Read More Posts
PHOENIX -- The Ninth Circuit Court of Appeals has sided with a federal district judge: Maricopa County Sheriff’s officers can’t detain people and investigate whether they are violating Arizona’s human smuggling statute solely because they are undocumented.
What is interesting is that MCSO's lawyers had tried to appeal the order, while insisting officers didn’t want to do the banned practice anyway.
But first, a little background.
Arizona’s human smuggling statute makes it a felony for a person to receive payment to knowingly transport someone who does not have proper immigration authorization into the country. In Maricopa County, both smugglers and the undocumented immigrants who pay them are routinely charged under the statute.
The issue of how MCSO officers are enforcing the human smuggling statute came up in an almost five-year-old racial profiling case against Sheriff Joe Arpaio and MCSO that went to trial this summer. In that case, Latino plaintiffs alleged that MCSO officers’ immigration enforcement tactics unfairly target Latinos in the county.
In a pre-trial hearing back in 2011, U.S. District Judge Murray Snow was trying to get to the bottom of whether Sheriff’s officers were detaining people just based on a reasonable belief they are in the country illegally.
A court exchange between Judge Snow and MCSO’s attorney went like this, according to a portion of the court transcript reprinted in plaintiffs’ briefs.
Court: [I]f you, as an MCSO officer, have a reasonable belief that someone is in this country illegally— Counsel: Yes Court: --that is not sufficient basis to detain them. Counsel: Yes it is, a sufficient basis to detain them …. just based on one element you can reasonably detain them…
The “one element” MCSO counsel was referring to was one of the three elements that comprise a human smuggling violation. They are 1) The smuggled person is undocumented, 2) the person is being transported, 3) the transport is for a fee.
Lawyers for MCSO argued that if officers had reasonable suspicion of one element of the crime, they could investigate to see if human smuggling was afoot.
But Judge Snow disagreed, and placed an injunction barring them from detaining someone “based only on knowledge or reasonable belief, without more, that the person is unlawfully present within the United States.”

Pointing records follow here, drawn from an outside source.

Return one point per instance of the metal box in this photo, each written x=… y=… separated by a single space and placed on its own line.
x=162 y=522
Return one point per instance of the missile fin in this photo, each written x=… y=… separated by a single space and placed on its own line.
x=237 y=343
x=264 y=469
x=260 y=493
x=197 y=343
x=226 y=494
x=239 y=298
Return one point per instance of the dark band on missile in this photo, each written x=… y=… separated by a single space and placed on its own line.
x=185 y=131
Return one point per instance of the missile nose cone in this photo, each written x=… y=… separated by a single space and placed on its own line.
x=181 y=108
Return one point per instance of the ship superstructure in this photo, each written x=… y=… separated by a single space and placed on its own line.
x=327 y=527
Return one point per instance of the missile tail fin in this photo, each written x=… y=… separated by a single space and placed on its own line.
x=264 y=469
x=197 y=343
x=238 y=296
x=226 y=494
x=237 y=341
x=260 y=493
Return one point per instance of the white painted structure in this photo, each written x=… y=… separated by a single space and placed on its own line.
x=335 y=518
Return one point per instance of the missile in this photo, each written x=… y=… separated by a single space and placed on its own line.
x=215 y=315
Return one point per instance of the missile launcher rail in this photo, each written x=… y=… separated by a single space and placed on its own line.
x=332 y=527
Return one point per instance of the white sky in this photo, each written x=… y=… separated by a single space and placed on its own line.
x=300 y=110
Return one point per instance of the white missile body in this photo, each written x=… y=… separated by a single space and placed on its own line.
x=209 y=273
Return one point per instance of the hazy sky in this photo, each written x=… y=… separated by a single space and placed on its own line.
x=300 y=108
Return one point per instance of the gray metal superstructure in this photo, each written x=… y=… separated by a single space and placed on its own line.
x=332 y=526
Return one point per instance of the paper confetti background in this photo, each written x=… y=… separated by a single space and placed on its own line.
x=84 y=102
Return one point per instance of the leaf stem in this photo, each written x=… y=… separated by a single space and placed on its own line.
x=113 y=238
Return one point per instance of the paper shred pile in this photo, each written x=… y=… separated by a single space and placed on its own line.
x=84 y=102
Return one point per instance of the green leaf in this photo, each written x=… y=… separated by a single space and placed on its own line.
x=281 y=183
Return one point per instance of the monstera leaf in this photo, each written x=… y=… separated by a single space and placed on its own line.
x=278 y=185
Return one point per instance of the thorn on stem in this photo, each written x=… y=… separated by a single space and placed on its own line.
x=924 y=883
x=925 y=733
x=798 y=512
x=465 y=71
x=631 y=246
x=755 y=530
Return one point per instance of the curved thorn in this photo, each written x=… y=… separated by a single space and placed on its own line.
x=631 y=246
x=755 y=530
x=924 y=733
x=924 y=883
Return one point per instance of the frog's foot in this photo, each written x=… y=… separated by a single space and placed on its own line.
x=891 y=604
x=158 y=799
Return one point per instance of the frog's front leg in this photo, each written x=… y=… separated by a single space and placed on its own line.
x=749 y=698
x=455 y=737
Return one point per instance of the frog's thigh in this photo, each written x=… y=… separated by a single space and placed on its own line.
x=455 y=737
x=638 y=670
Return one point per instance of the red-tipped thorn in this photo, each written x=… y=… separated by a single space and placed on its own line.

One reason? Unlawful immigration status is a civil violation, not a criminal one. Legal precedent in the Ninth Circuit is that an immigration violation alone can’t be used by police as a basis to form probable cause for a criminal investigation.
MCSO appealed to the Ninth Circuit, and oral arguments were held on Sept. 13 in San Francisco. But MCSO lawyers faced a tough crowd in the three judges panel assigned to hear the case.
Circuit Judge Marcia Berzon grilled MCSO attorney Tim Casey on why he was appealing the injunction.
Judge Marcia Berzon: … Is it the policy of the MCSO to do something that would violate this … injunction? ... That you are detaining people based only on reasonable knowledge or belief that the person is unlawfully in the United States. Are you saying that you want to be able to do that? Tim Casey: Absolutely not. Berzon: Well, then you can’t violate the injunction.
Casey’s argument was against the legal analysis behind the injunction, and that it would be difficult to enforce the human smuggling law if officers needed to have reasonable suspicion of all three elements of the crime before they could investigate.
But just a few minutes later, Berzon repeated the above question to Casey. Again, he denied that officers wanted to detain people based solely on illegal immigration status. His reply prompted Circuit Judge Susan Graber to echo Berzon.
“The injunction apparently asks you to not do something you don’t want to do anyway,” Graber said.
That conclusion appeared again in the Ninth Circuit Court of Appeals’ 23-page decision authored by Senior Circuit Judge J. Clifford Wallace.
“The Defendants repeatedly represented during oral argument—in contradiction to their representations to the district court during the summary judgment hearing—that they do not detain individuals based only on immigration status, nor do they desire to do so. The Defendants cannot be harmed by an order enjoining an action they will not take.”
Back at the district court, Judge Snow has yet to rule on the rest of the racial profiling case that spawned this particular legal fight. But even when Snow does rule, this debate over human smuggling enforcement won’t be settled.
There are two challenges to Arizona’s human smuggling statute pending. Plus, this month a federal judge blocked a related statute -- a portion of SB 1070 that makes it a crime to transport or harbor an undocumented immigrant.
On Wednesday, Arizona appealed the injunction, and now that too will go before the Ninth Circuit.